Smart Growth America Preservation Revitalization
For every suburban big box and urban freeway, there lies an empty main street and a crumbling neighborhood. This is sprawl’s legacy. But by seeing these old buildings, once-vibrant neighborhoods, underused strip centers and vacant parking lots for the valuable assets that they are, flagging economies can be revived.
Sprawl and the Preservation-Revitalization Connection
We lose more than beautiful buildings from sprawl. We also lose the community character that makes each place unique. This character, made up of the architecture, people, and landscape of a particular place, offer regions some of the best opportunities for economic development. Many of the most impressive examples of revitalization around the country, whether urban downtowns or rural Main Streets, have had the preservation of historic architecture and character at their core.
Giant Sucking Sound
Sprawl drains resources away from existing communities. Sprawl’s transformation of the American landscape has led to declining cities and inner suburbs, while imposing daunting new infrastructure and public service costs on suburban communities. Many inner suburban communities are suffering from the same neglect and disinvestment as their urban neighbors. Even suburban jurisdictions on the metropolitan fringe are not immune from sprawl’s pernicious effects on their economy. Because rapid residential growth often fails to pay for itself, many local officials feel forced to accept any commercial development in whatever form it comes – typically, cookie cutter shopping centers and big-box stores. These patterns lead to the same problems – increasing traffic, marginal services, lack of open space and rising taxes – that many residents tried to leave behind.
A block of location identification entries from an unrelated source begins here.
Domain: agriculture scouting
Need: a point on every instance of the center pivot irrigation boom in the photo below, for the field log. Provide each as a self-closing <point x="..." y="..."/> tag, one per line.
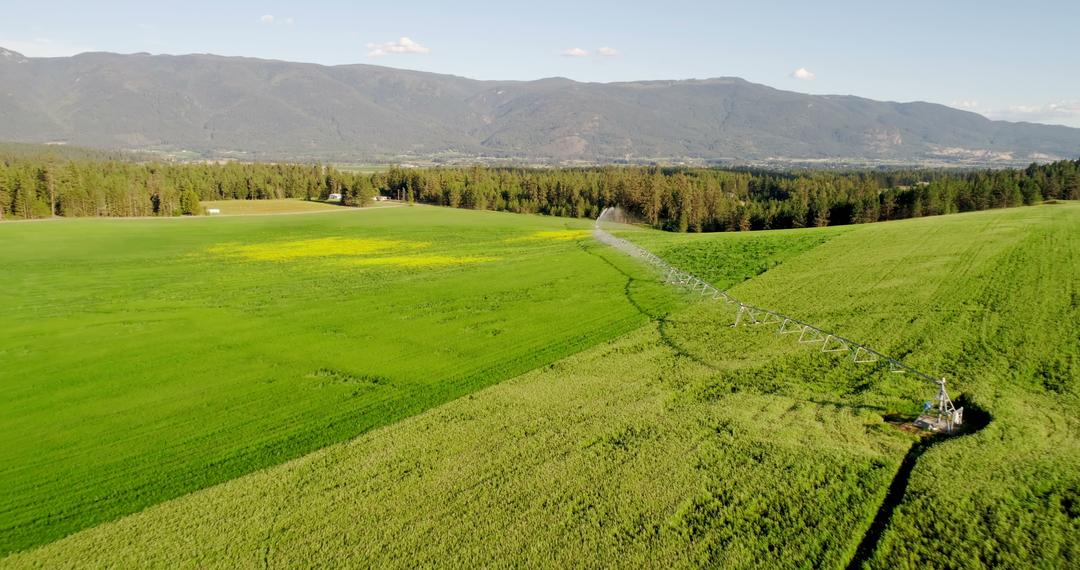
<point x="939" y="415"/>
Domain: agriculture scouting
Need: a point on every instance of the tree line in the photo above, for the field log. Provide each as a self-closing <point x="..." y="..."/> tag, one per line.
<point x="702" y="200"/>
<point x="675" y="199"/>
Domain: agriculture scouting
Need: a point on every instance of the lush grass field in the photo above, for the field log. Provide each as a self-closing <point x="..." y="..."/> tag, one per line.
<point x="246" y="207"/>
<point x="143" y="360"/>
<point x="688" y="443"/>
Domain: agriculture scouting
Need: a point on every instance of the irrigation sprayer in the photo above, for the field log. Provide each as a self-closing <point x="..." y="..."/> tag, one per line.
<point x="940" y="415"/>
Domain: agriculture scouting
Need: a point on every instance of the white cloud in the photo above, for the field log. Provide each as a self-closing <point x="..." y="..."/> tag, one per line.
<point x="44" y="48"/>
<point x="402" y="45"/>
<point x="1066" y="112"/>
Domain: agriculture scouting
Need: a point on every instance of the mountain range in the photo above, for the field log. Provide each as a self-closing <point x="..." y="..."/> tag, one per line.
<point x="217" y="106"/>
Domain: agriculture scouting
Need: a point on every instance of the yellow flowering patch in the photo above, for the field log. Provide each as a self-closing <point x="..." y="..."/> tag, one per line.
<point x="318" y="247"/>
<point x="557" y="235"/>
<point x="419" y="260"/>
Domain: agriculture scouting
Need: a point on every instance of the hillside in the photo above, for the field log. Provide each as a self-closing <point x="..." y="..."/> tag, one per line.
<point x="256" y="108"/>
<point x="687" y="443"/>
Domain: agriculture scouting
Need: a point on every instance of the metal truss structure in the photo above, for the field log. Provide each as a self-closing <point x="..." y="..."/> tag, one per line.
<point x="947" y="415"/>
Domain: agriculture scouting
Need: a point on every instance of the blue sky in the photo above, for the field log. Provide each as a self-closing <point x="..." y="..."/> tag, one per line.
<point x="1015" y="60"/>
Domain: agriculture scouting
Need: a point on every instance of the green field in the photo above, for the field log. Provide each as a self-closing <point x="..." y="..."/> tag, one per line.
<point x="683" y="443"/>
<point x="147" y="358"/>
<point x="243" y="207"/>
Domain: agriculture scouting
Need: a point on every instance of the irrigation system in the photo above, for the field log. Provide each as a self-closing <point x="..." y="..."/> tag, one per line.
<point x="939" y="415"/>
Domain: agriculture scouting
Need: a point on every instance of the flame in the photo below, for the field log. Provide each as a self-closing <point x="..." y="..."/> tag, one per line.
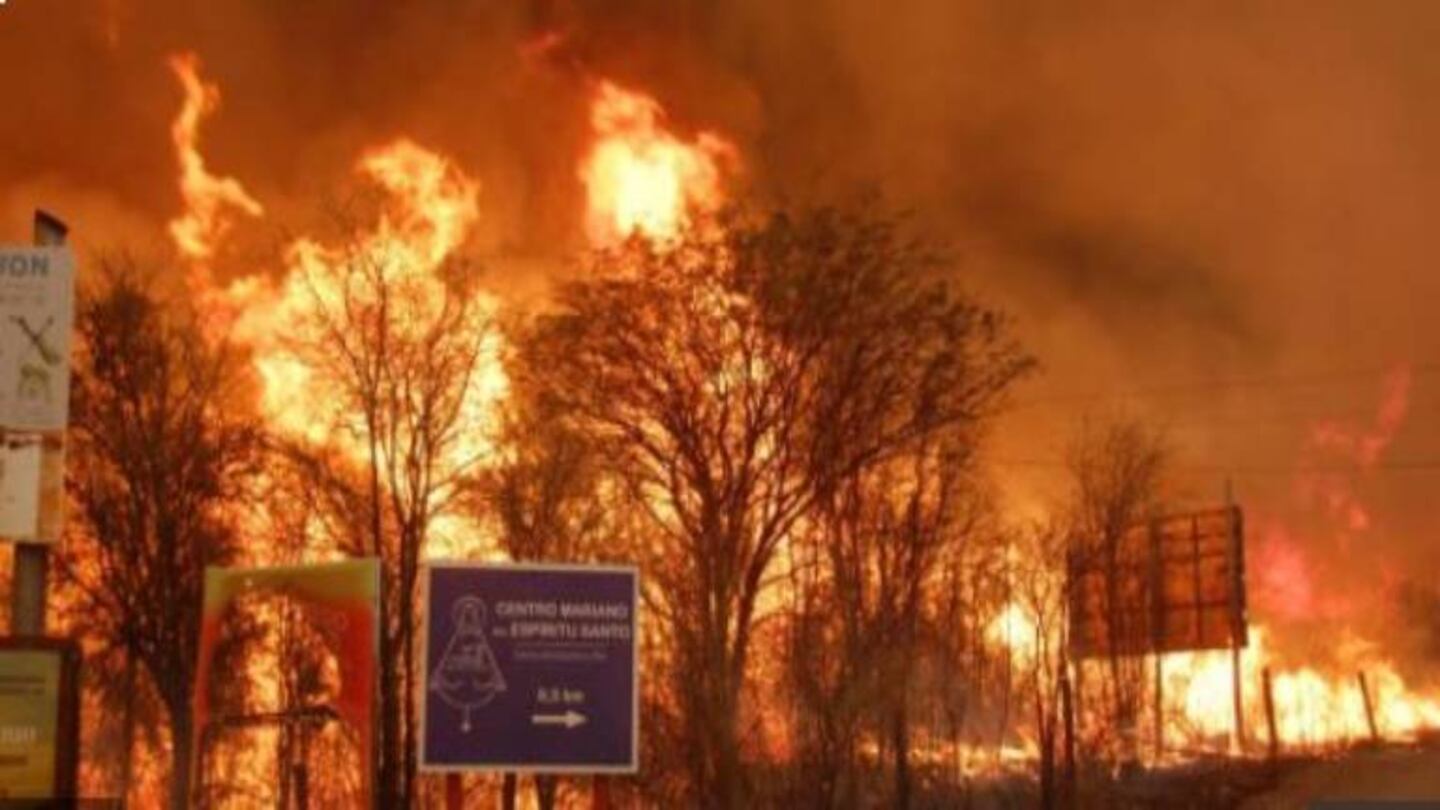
<point x="432" y="209"/>
<point x="642" y="179"/>
<point x="1312" y="708"/>
<point x="206" y="196"/>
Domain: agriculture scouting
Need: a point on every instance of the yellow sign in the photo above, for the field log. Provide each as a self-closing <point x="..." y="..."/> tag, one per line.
<point x="29" y="722"/>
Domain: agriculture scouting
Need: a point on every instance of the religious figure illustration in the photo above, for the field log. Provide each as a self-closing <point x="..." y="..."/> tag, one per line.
<point x="467" y="676"/>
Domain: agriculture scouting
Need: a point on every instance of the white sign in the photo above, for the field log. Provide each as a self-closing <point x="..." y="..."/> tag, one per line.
<point x="36" y="310"/>
<point x="19" y="490"/>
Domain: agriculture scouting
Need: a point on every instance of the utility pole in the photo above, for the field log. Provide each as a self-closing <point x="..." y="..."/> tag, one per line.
<point x="32" y="559"/>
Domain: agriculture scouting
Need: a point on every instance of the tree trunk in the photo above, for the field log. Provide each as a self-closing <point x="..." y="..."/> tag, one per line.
<point x="900" y="741"/>
<point x="182" y="740"/>
<point x="127" y="732"/>
<point x="507" y="791"/>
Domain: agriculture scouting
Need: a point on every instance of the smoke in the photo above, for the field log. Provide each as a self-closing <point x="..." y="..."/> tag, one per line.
<point x="1159" y="192"/>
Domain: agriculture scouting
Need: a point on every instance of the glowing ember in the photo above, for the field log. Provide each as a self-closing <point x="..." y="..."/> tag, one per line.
<point x="642" y="179"/>
<point x="206" y="196"/>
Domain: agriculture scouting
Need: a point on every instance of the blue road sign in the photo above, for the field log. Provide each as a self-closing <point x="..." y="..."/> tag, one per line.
<point x="530" y="668"/>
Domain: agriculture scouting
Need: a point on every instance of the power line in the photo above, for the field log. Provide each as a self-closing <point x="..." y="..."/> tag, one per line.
<point x="1157" y="391"/>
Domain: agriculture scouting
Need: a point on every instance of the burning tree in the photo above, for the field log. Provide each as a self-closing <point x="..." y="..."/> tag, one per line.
<point x="1116" y="470"/>
<point x="733" y="382"/>
<point x="163" y="451"/>
<point x="399" y="337"/>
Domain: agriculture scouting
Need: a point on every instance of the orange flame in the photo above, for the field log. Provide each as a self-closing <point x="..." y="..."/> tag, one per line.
<point x="432" y="209"/>
<point x="642" y="179"/>
<point x="206" y="196"/>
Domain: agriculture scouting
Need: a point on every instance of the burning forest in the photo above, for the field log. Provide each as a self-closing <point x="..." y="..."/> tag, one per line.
<point x="666" y="404"/>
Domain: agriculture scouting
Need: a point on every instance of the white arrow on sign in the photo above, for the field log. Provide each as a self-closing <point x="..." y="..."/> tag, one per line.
<point x="568" y="719"/>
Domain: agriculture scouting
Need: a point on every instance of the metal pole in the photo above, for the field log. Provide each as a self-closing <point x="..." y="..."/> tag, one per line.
<point x="32" y="561"/>
<point x="1237" y="621"/>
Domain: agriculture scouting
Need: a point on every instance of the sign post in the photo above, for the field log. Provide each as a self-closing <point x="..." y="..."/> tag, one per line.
<point x="36" y="309"/>
<point x="530" y="668"/>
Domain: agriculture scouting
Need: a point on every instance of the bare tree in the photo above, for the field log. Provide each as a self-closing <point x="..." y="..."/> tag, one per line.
<point x="733" y="382"/>
<point x="1116" y="470"/>
<point x="402" y="353"/>
<point x="163" y="451"/>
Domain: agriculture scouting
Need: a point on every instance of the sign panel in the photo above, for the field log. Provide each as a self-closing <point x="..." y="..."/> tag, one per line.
<point x="330" y="617"/>
<point x="1168" y="585"/>
<point x="32" y="487"/>
<point x="36" y="310"/>
<point x="530" y="668"/>
<point x="38" y="718"/>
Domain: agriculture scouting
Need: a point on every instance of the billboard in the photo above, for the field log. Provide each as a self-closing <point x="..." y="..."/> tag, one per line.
<point x="1171" y="584"/>
<point x="530" y="668"/>
<point x="318" y="620"/>
<point x="36" y="310"/>
<point x="39" y="718"/>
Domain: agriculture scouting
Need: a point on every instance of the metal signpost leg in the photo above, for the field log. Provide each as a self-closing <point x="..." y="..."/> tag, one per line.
<point x="32" y="561"/>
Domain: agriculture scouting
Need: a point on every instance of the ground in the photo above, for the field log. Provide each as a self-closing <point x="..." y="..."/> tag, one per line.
<point x="1400" y="773"/>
Preservation-based Revitalization
While cities pay consultants thousands of dollars to come up with the Next Big Thing (usually with a huge government subsidy attached), some creative communities have realized that their best assets are what drew them to the place originally. Historic architecture, diverse neighborhoods, and scenic vistas are just a few of the assets that can be built upon for successful and long-term economic revitalization.